Hehehe.. Now that’s funny! This guy Brett Arends is a flaming liberal, and not a particularily savvy economist. I know, he’s not an economist, but his article history suggests he thinks he is. On the contrary, this article above, which, as it happens, is a perfect textbook example of propaganda, and the appeal to authority fallacy, is inconsistent with his opinion on economic matters just this month alone.
So Brett, you can’t have ti both ways. Is the economy good, or is it gooder? :)
Tim-
Not a deep thinker.
He’s right about unemployment, its worse than anyone knows or admits. Probably half of the people of working age are not working, which makes it pretty hard to say who’s unemployed and who is simply not working. If you haven’t worked for over a year you’re no longer unemployed. If you don’t apply for unemployment checks you aren’t unemployed, statistically speaking.
But the markets aren’t worried about inflation? Really? Right now we are being whipsawed between a collapsing economy and a collapsing dollar. The collapsing dollar is inflating but fewer people have fewer of them which forces prices downward. The dollar holds strong against the euro which is also in free fall, so who can tell. If deflation and inflation are occurring together at the same time, it may look like everything is perfectly balanced until you hit the wall.

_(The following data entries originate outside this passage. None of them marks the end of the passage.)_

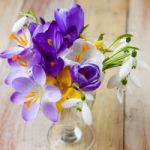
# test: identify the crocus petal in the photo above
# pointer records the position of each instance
(91, 55)
(71, 102)
(19, 24)
(114, 81)
(30, 113)
(36, 59)
(39, 75)
(50, 111)
(86, 114)
(52, 94)
(23, 84)
(126, 68)
(17, 98)
(15, 74)
(12, 51)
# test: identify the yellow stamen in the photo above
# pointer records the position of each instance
(23, 41)
(51, 80)
(83, 37)
(27, 104)
(31, 94)
(81, 54)
(49, 41)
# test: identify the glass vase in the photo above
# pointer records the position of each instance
(71, 133)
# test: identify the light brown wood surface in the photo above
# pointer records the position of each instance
(113, 130)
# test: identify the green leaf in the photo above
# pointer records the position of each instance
(119, 38)
(101, 36)
(29, 13)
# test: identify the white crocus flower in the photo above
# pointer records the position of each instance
(82, 52)
(86, 112)
(19, 24)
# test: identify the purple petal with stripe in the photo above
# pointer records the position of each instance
(39, 75)
(17, 98)
(23, 84)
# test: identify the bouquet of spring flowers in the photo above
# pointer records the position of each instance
(56, 67)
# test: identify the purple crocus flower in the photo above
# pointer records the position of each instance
(50, 40)
(71, 22)
(32, 92)
(49, 43)
(87, 76)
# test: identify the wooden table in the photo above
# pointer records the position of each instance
(117, 126)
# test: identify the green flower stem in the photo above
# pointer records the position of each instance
(119, 38)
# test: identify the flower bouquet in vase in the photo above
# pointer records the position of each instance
(56, 68)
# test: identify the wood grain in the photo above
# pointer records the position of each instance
(106, 16)
(137, 122)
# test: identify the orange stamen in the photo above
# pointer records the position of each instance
(27, 104)
(49, 41)
(80, 55)
(22, 40)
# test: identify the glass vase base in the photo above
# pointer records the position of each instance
(70, 138)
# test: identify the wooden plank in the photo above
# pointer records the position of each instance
(137, 123)
(15, 134)
(106, 16)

And socialism? He has no clue. How could it be socialism if we’re all making money? He says, forgetting he just told us unemployment is twice at least what we’ve been told. And forgetting that the bank he works for is getting its orders from DC now days. And getting its accounts backed up by DC.
“If you could report a profit this year and pay half the tax on your profit that you would pay after January 1, 2011 would you declare your profit this year?”
This was my thought when reading this article, too. Businesses are well aware crushing taxes are coming...Gov’t, as usual, is clueless.
No, but conservatives DO want to cut $750 bllion-plus we spend on Wall Street Money-is-God Goldman Sachs-AIG. Does Mr. Arends worship Wall Street too?
This article is so full of BS there is not enough time in the day to address it.
But it is an irrefutable law that a Leftist will rationalize what he wants to see.
Chinese capitalism is in great shave too you dink.
This guy would be better served by buying magic beans and watchin’ ‘em grow...
We know there is profit taking in 2010 because of what is to come in 2011. The stack market today is NOT where our focus should be. Jobs, business investment (other than green jobs), energy, inventories etc, are better indicators of what is and what is to come.
Have at it? Just consider the source and forget it......Could be worse tho, GOOGLE!
The thing about people who have written these articles is that they have never run a business.
The reason profits are up is that expenses are way, way down. The most expensive part of an operation is the people. Cut ten percent of your staff and you cut a multiple of your expense costs in salaries, benefits, taxes, and 401k contributions, etc.
Pay down your debt and your profit will increase.
If your sales are down less than an equal percent, your bottom line will look good.
But, it certainly does not mean you are growing. In fact, you are simply doing what you must do to stay alive. When the market turns, you might be caught flat footed and scrambling for resources that are scarce. That turns into inflation.
There is no recession. I went to Panama on vacation this summer.
You little people are just too stupid to understand.